L’acteur Guy Pearce s’est confié pour la première fois en détail sur le comportement «traumatisant» que Kevin Spacey avait eu avec lui lors du tournage de «L.A. Confidential».
Le mouvement #MeToo a déclenché en lui une prise de conscience bouleversante. L’acteur Guy Pearce, nommé aux prochains Oscars pour son rôle dans «The Brutalist», s’est récemment livré à cœur ouvert pour la première fois sur le calvaire que lui aurait, selon lui, fait vivre l’acteur Kevin Spacey sur le tournage du film «L.A. Confidential», sorti en 1997.

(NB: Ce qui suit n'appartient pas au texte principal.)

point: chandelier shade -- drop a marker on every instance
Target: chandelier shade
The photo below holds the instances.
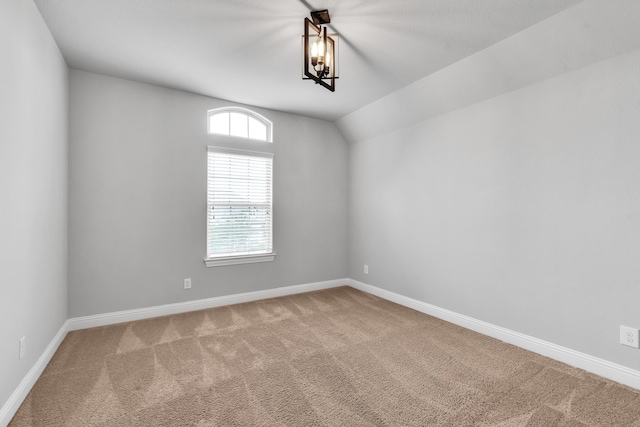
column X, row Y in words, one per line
column 320, row 51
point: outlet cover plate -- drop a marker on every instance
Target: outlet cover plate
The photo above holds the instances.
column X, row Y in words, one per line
column 629, row 336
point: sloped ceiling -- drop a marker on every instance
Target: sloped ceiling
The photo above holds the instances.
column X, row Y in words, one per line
column 249, row 51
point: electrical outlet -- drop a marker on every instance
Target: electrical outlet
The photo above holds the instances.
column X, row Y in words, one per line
column 21, row 346
column 629, row 336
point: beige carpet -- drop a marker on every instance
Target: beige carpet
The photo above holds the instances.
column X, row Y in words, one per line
column 330, row 358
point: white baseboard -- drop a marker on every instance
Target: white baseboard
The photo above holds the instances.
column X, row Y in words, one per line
column 183, row 307
column 595, row 365
column 584, row 361
column 10, row 407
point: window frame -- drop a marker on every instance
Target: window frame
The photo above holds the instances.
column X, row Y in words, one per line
column 231, row 144
column 246, row 112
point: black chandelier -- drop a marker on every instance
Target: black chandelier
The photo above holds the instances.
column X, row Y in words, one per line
column 320, row 51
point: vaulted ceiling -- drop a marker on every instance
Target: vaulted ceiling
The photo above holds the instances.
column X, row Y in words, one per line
column 249, row 51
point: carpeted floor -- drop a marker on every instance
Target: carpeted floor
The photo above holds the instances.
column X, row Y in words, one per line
column 339, row 357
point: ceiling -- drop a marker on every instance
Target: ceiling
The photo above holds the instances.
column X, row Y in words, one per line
column 249, row 51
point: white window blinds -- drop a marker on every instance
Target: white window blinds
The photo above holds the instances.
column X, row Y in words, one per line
column 239, row 220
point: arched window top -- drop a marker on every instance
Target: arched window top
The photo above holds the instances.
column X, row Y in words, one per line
column 239, row 122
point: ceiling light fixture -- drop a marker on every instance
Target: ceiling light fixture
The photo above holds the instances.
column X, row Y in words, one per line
column 320, row 51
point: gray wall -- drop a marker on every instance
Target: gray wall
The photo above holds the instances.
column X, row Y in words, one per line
column 33, row 189
column 522, row 210
column 138, row 199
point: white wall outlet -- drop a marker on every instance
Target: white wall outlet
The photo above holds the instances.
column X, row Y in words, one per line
column 629, row 336
column 21, row 346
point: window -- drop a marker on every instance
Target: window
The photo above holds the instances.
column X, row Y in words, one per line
column 239, row 122
column 239, row 192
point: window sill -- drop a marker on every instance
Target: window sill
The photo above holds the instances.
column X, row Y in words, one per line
column 242, row 259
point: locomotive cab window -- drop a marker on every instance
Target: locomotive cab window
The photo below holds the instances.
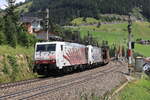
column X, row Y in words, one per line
column 46, row 47
column 51, row 47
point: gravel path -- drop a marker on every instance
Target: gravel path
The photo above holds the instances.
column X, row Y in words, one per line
column 96, row 86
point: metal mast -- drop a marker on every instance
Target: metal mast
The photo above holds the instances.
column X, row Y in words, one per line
column 129, row 44
column 47, row 24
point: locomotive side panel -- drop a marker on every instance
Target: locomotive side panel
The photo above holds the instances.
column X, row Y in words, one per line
column 94, row 55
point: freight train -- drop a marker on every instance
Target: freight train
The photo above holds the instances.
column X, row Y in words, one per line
column 66, row 56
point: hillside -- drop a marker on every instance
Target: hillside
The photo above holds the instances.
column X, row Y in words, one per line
column 16, row 63
column 118, row 34
column 63, row 11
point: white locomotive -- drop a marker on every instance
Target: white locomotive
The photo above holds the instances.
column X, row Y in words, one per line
column 65, row 56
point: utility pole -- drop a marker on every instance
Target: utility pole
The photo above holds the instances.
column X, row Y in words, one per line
column 129, row 44
column 47, row 24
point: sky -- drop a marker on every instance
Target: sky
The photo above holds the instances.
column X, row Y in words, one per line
column 3, row 3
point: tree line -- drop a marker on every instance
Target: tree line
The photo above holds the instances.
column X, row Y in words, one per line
column 63, row 11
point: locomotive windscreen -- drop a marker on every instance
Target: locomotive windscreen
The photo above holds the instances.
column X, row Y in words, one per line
column 46, row 47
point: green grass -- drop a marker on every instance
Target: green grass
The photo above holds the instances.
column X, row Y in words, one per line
column 5, row 49
column 23, row 8
column 139, row 90
column 143, row 49
column 89, row 20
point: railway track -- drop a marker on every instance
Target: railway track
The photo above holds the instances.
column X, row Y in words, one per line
column 14, row 84
column 56, row 86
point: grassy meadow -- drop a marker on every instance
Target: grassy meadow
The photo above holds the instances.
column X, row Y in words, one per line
column 138, row 90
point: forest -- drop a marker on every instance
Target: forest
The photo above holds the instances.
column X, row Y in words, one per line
column 63, row 11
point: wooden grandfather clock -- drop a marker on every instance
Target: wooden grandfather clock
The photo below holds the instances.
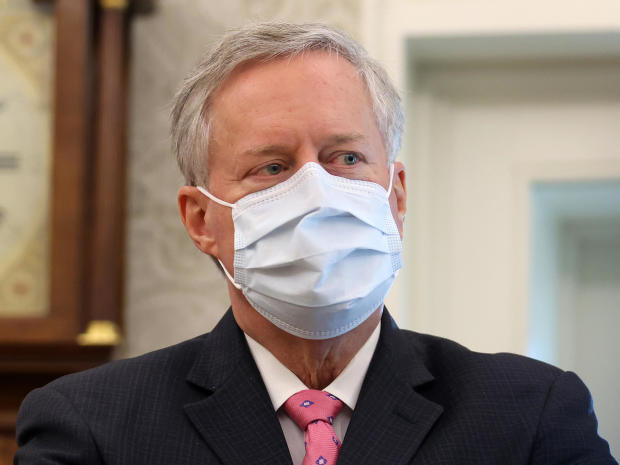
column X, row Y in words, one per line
column 62, row 192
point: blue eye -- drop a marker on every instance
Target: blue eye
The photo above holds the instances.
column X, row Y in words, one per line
column 273, row 169
column 350, row 158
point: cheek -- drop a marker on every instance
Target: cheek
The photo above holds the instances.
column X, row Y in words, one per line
column 395, row 213
column 223, row 233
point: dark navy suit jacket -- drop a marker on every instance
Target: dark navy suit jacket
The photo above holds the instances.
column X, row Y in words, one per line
column 425, row 400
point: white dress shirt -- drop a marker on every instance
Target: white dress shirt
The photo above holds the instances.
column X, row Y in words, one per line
column 281, row 383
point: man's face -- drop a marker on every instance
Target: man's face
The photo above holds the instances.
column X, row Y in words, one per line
column 269, row 119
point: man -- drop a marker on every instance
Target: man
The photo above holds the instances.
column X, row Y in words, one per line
column 287, row 136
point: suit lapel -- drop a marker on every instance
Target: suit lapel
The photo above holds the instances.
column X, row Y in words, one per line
column 391, row 419
column 236, row 417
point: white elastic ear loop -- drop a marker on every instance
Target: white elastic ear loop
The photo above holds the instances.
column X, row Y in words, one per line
column 213, row 197
column 391, row 179
column 230, row 278
column 226, row 204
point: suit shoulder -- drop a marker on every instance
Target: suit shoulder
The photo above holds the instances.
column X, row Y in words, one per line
column 450, row 361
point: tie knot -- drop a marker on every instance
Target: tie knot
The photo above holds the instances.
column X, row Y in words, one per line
column 311, row 405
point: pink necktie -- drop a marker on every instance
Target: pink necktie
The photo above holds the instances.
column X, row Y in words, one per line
column 314, row 411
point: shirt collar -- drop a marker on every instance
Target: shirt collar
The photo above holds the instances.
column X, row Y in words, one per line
column 281, row 383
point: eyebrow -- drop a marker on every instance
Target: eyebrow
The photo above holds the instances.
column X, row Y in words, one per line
column 335, row 139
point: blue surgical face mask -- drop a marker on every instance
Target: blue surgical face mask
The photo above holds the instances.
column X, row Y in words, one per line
column 315, row 254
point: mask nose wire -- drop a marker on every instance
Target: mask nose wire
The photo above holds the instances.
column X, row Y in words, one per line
column 226, row 204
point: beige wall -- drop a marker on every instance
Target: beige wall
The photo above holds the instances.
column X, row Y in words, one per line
column 173, row 292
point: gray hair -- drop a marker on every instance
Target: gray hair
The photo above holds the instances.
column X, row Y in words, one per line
column 266, row 42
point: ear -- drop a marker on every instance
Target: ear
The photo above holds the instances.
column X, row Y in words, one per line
column 399, row 189
column 193, row 206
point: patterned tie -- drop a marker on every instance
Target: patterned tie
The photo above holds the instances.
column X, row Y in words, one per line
column 314, row 411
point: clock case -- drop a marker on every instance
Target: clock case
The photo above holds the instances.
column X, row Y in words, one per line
column 86, row 221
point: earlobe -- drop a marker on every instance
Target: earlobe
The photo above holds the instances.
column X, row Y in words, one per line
column 398, row 202
column 400, row 188
column 193, row 207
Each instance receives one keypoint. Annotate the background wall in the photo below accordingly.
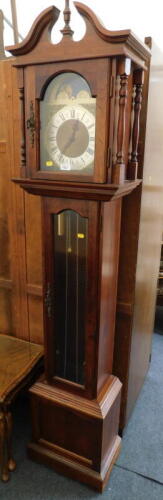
(142, 17)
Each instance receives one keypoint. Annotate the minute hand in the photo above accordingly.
(71, 139)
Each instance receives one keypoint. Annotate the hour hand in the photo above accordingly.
(72, 137)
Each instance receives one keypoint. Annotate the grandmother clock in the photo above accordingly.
(79, 153)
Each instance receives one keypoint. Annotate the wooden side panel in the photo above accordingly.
(6, 284)
(34, 267)
(149, 241)
(109, 272)
(20, 226)
(139, 256)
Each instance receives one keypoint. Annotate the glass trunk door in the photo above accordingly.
(69, 276)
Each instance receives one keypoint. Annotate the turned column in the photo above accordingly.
(138, 79)
(119, 169)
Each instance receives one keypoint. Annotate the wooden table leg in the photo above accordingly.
(3, 448)
(11, 461)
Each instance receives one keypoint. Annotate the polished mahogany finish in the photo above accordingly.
(75, 406)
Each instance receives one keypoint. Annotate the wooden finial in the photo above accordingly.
(67, 16)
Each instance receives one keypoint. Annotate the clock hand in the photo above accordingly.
(71, 139)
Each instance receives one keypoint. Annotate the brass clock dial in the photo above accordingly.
(70, 137)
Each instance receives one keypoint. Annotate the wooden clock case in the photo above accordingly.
(75, 426)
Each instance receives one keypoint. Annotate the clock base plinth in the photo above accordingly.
(76, 436)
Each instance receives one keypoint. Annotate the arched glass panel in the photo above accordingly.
(70, 280)
(68, 116)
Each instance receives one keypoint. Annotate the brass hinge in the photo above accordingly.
(112, 79)
(101, 223)
(31, 124)
(109, 157)
(48, 301)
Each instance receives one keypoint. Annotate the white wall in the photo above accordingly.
(142, 16)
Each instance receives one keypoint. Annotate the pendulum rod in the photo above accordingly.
(77, 295)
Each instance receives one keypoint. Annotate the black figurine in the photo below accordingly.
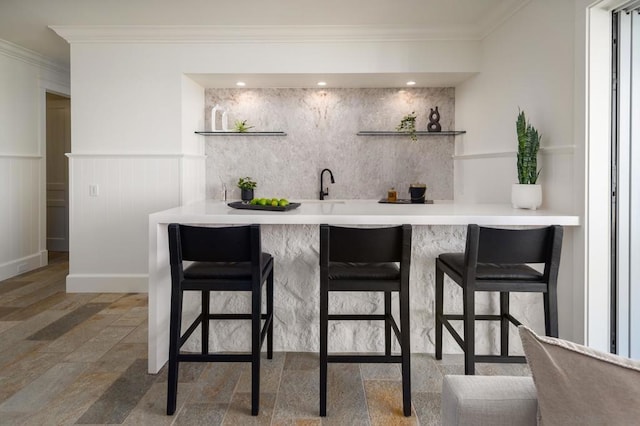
(434, 119)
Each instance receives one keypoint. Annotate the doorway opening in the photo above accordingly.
(58, 143)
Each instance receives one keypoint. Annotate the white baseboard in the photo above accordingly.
(25, 264)
(107, 283)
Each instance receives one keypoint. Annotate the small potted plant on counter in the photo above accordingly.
(246, 185)
(408, 125)
(527, 194)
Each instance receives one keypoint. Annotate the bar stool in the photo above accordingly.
(365, 259)
(223, 259)
(496, 260)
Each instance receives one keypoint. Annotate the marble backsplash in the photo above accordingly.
(321, 127)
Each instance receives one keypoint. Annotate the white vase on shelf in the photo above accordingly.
(526, 196)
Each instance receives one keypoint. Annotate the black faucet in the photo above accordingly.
(322, 191)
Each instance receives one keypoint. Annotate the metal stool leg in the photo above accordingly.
(439, 309)
(405, 335)
(468, 296)
(504, 323)
(324, 330)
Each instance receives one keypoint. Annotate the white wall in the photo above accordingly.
(526, 63)
(24, 79)
(133, 114)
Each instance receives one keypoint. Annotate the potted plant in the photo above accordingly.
(527, 194)
(241, 126)
(408, 125)
(246, 185)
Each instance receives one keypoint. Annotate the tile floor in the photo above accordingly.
(81, 359)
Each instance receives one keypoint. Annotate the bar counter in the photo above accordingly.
(293, 241)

«Je me suis effondré et j'ai pleuré, et je ne pouvais pas m'arrêter. Je pense que cela m'a vraiment fait prendre conscience de l'impact que cela avait eu», a révélé l’acteur lors d’une récente interview pour le podcast «Awards Chatter».
Jusque-là Guy Pearce s’était contenté de décrire Kevin Spacey - star déchue accusée ces dernières années par plusieurs hommes d’agressions sexuelles - comme quelqu’un de «tactile». Peu de temps après cette révélation, il avait déclaré en 2018 : «bien que je n’aie pas été agressé sexuellement ou été battu, j'ai été mis mal à l'aise. Mais j'avais géré la situation lorsqu'elle s'est produite, d'où mon regret de l'avoir rendue publique maintenant».
Dans le déni
Comme le souligne THR, les propos de Guy Pearce vont aujourd’hui beaucoup plus loin. Il raconte désormais que lors du tournage de «L.A. Confidential», Kevin Spacey lui avait fait des avances et qu’il avait eu des gestes (qu’il ne décrit pas) qui l'avaient mis mal à l'aise, mais qu'il les avait à l’époque «balayé d’un revers de main en se persuadant que ce n’était rien». «J'ai fait ça pendant cinq mois, et j'avais vraiment un peu peur de Kevin parce que c'est un homme assez agressif. Il est extrêmement charmant et brillant dans ce qu'il fait, vraiment impressionnant, etc. Il tient une salle remarquablement. Mais j'étais jeune et susceptible, et il m'a pris pour cible, sans aucun doute», analyse-t-il.
Lors du tournage de «L.A. Confidential» la star de «The Brutalist» explique qu’il était en conflit avec sa femme de l’époque, Kate, et se rappelle lui avoir dit : «Les seuls jours où je me sens en sécurité sont ceux où [Simon Baker] est sur le plateau parce que je me fais larguer comme une patate chaude, et [Kevin] se concentre sur [Simon] parce qu’il est dix fois plus beau que moi.»
Mémoire traumatique
Dans beaucoup de cas d'agressions sexuelles, les faits peuvent remonter à la surface parfois des dizaines d'années plus tard, terrassant les victimes. Guy Pearce raconte que sa prise de conscience avait commencé en octobre 2017, au moment où Hollywood était sur le point d'être bouleversé par le mouvement #MeToo, mais plus particulièrement quand les accusations d'inconduite sexuelle ont commencé à s'abattre sur Kevin Spacey, à commencer par celle d'Anthony Rapp, qui avait affirmé que Kevin Spacey lui avait fait des avances sexuelles lors d'une fête à New York en 1986, alors qu'il avait 14 ans.
Guy Pearce dit que c’est à ce moment-là qu’il a pris conscience de la gravité de qu’il avait vécu de son côté. «J’étais à Londres en train de travailler sur quelque chose, et j’ai entendu [les informations], j’ai éclaté en sanglots, je ne pouvais plus m’arrêter. Je pense que cela m’a vraiment fait prendre conscience de l’impact que cela avait eu sur moi et de la façon dont je l’avais en quelque sorte ignoré, mis de côté ou bloqué, ou quoi que ce soit d’autre. Ce fut un réveil vraiment incroyable», a-t-il expliqué, la voix brisée par l’émotion.
The Hollywood Reporter rappelle que Kevin Spacey a pour toutes les accusations qui ont pesé sur lui nié tout comportement répréhensible. En plus d'être innocenté dans l'affaire Rapp, il a été acquitté des neuf chefs d'accusation d'agression sexuelle par un jury britannique en 2023, mettant fin à une bataille de plusieurs années qui a fait dérailler sa carrière à Hollywood.